Fecha: 14 de Diciembre de 2010

Tribunal: AP - Murcia

Ponente: HERVAS ORTIZ, JOSE JOAQUIN

Nº de sentencia: 370/2010

Núm. Cendoj: 30016370052010100732


Encabezamiento

AUD.PROVINCIAL SECCION N. 5

CARTAGENA

SENTENCIA: 00370/2010

AUDIENCIA PROVINCIAL DE MURCIA

SECCIÓN QUINTA (CARTAGENA)

ROLLO Nº 375/2010 (CIVIL)

ILTMO. SR. D. JOSÉ MANUEL NICOLÁS MANZANARES

Presidente

ILTMO. SR. D. MATÍAS M. SORIA FERNÁNDEZ MAYORALAS

ILTMO. SR. D. JOSÉ JOAQUÍN HERVÁS ORTIZ

Magistrados

En Cartagena, a catorce de diciembre de dos mil diez.

La Sección Quinta de la Audiencia Provincial de Murcia, compuesta por los Ilustrísimos Señores citados

EN NOMBRE DE S.M. EL REY

ha dictado la siguiente

S E N T E N C I A Nº 370

Vistos, en grado de apelación, por la Sección Quinta de esta Audiencia Provincial de Murcia, con sede en Cartagena, integrada por los Iltmos.
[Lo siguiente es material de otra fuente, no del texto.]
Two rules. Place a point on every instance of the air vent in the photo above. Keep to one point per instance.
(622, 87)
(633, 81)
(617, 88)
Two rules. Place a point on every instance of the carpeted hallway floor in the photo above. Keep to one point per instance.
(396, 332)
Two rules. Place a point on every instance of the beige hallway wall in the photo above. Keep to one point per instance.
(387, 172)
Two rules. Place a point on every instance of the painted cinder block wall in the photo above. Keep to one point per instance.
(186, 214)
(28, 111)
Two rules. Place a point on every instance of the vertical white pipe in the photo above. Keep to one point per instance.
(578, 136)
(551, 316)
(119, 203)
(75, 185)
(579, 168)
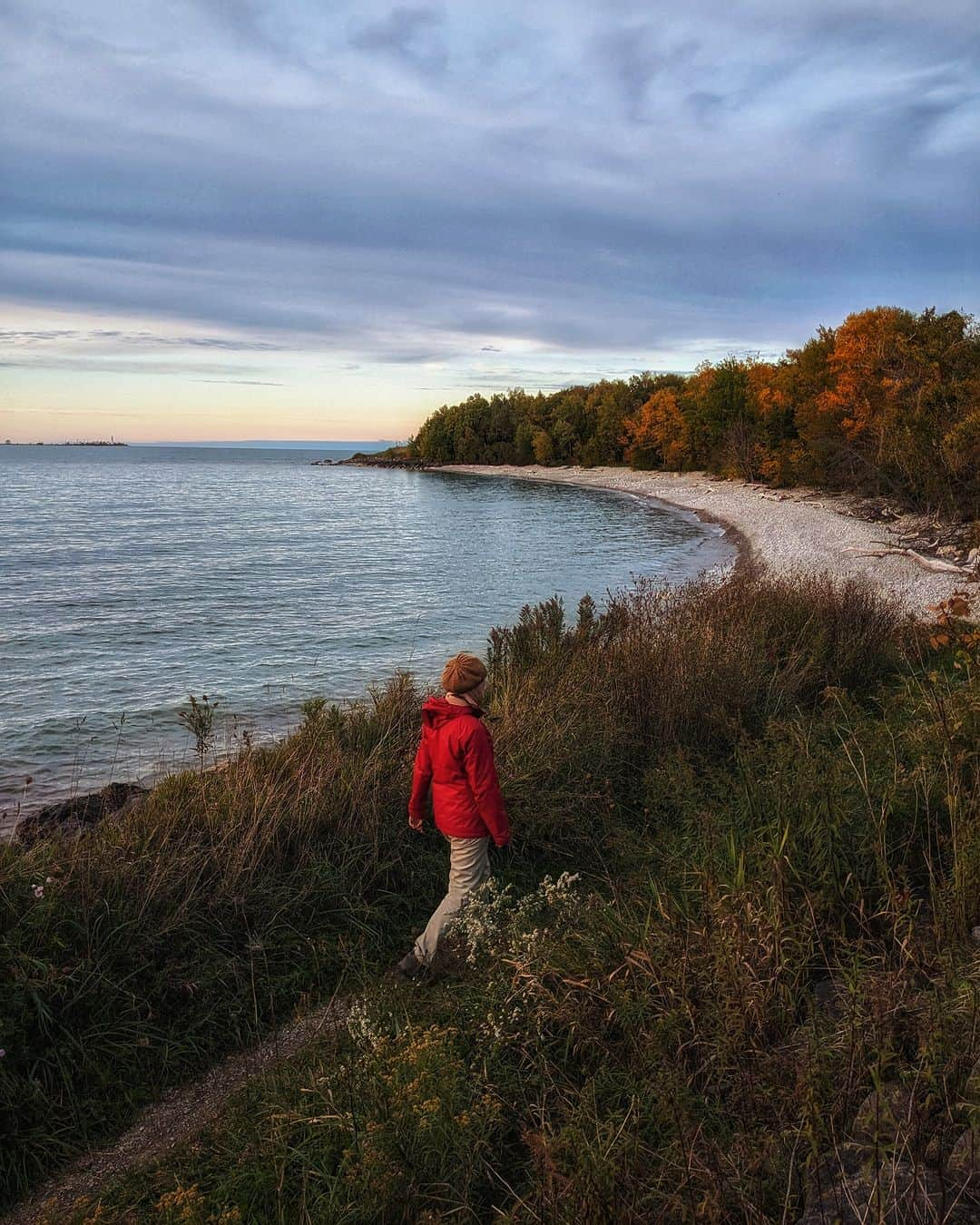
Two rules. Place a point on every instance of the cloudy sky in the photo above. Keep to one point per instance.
(283, 218)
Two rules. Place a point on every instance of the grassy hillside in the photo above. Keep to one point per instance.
(769, 791)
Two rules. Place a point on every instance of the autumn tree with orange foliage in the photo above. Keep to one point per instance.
(657, 436)
(886, 403)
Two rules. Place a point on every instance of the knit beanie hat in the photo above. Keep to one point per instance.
(462, 674)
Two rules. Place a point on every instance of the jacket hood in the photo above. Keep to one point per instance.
(436, 710)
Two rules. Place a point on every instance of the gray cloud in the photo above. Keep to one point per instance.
(394, 182)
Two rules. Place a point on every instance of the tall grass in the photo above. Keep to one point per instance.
(767, 786)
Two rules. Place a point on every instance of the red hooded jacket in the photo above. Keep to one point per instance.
(456, 759)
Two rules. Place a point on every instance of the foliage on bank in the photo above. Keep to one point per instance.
(769, 793)
(886, 403)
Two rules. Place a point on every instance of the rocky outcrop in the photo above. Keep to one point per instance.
(81, 812)
(893, 1169)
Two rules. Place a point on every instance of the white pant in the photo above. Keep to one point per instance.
(469, 867)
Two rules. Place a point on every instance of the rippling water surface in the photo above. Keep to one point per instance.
(132, 577)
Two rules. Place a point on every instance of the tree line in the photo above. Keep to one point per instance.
(886, 403)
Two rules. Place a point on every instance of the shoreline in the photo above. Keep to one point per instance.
(791, 531)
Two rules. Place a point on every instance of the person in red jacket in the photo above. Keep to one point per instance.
(455, 761)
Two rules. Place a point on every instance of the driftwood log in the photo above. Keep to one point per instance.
(946, 567)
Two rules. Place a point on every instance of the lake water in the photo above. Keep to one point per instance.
(132, 577)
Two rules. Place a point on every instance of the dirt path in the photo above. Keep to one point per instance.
(175, 1119)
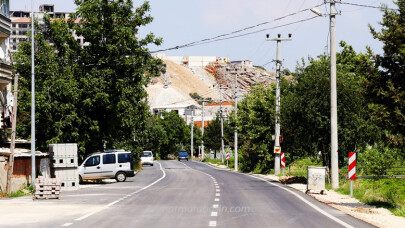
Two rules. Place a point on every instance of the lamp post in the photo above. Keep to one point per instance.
(32, 96)
(333, 97)
(277, 149)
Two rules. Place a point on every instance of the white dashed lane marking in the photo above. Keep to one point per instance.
(213, 223)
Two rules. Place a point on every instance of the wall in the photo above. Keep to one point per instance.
(21, 173)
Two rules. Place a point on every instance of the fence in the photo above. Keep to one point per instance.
(394, 172)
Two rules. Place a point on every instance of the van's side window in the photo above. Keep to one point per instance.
(124, 158)
(109, 159)
(93, 161)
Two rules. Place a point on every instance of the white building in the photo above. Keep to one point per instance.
(21, 24)
(6, 96)
(243, 63)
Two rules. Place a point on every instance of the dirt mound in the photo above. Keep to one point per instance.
(187, 82)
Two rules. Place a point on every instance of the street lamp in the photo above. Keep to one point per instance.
(32, 96)
(333, 97)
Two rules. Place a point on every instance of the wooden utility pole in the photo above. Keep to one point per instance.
(12, 146)
(202, 129)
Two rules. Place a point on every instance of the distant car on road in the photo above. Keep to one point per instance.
(183, 155)
(147, 158)
(109, 164)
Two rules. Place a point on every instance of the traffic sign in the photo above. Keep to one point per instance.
(352, 165)
(282, 160)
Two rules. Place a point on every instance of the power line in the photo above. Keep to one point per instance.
(367, 6)
(241, 35)
(234, 32)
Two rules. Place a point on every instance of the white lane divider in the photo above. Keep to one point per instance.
(296, 195)
(110, 204)
(214, 213)
(213, 223)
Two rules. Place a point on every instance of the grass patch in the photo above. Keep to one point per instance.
(218, 161)
(299, 167)
(385, 193)
(26, 191)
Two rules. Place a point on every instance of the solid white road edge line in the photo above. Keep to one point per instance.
(110, 204)
(296, 195)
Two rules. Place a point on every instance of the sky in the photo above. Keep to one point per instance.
(180, 22)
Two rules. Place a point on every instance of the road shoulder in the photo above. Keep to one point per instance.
(379, 217)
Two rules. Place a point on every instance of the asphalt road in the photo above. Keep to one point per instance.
(178, 194)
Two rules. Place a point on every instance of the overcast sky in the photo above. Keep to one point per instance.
(183, 21)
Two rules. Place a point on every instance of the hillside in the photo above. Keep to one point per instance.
(174, 87)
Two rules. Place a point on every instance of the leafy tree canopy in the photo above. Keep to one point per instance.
(92, 95)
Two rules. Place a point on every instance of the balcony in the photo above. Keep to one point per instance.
(5, 28)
Sres. expresados, los autos de juicio ordinario número 1888/2009 (Rollo nº 375/10), que en primera instancia se han seguido en el Juzgado de Primera Instancia número dos de Cartagena, siendo partes, como demandante, "MATERIALES ELÉCTRICOS DEL SURESTE, S.L." ("MESUR, S.L."), representada por la Procuradora Dª.Soledad Para Conesa y defendida por el Letrado D.José Ramón Guerrero Bernabé, y, como demandado, D. Ezequiel , representado por la Procuradora Dª.María Dolores Pereira García y defendido por la Letrada Dª.María Esther González Raja, actuando en esta alzada, como apelante, la parte demandada, y, como apelada, la parte actora, ha sido Magistrado ponente el Iltmo. Sr. D. JOSÉ JOAQUÍN HERVÁS ORTIZ, que expresa el parecer de la Sala.

Antecedentes

PRIMERO. Por el Juzgado de Primera Instancia número dos de Cartagena, en los referidos autos de juicio ordinario, tramitados con el número 1888/2009, se dictó Sentencia con fecha 29 de marzo de 2.010 , cuya parte dispositiva es del tenor literal siguiente:

"Que estimando la demanda interpuesta por MESUR S.L, contra DON Ezequiel , debo condenar y condeno a éste a que abone al actor la cantidad de DIECIOCHO MIL QUINIENTOS CINCUENTA Y SEIS EUROS CON CINCO CÉNTIMOS (18.556,05€), más los intereses legales y las costas del procedimiento.".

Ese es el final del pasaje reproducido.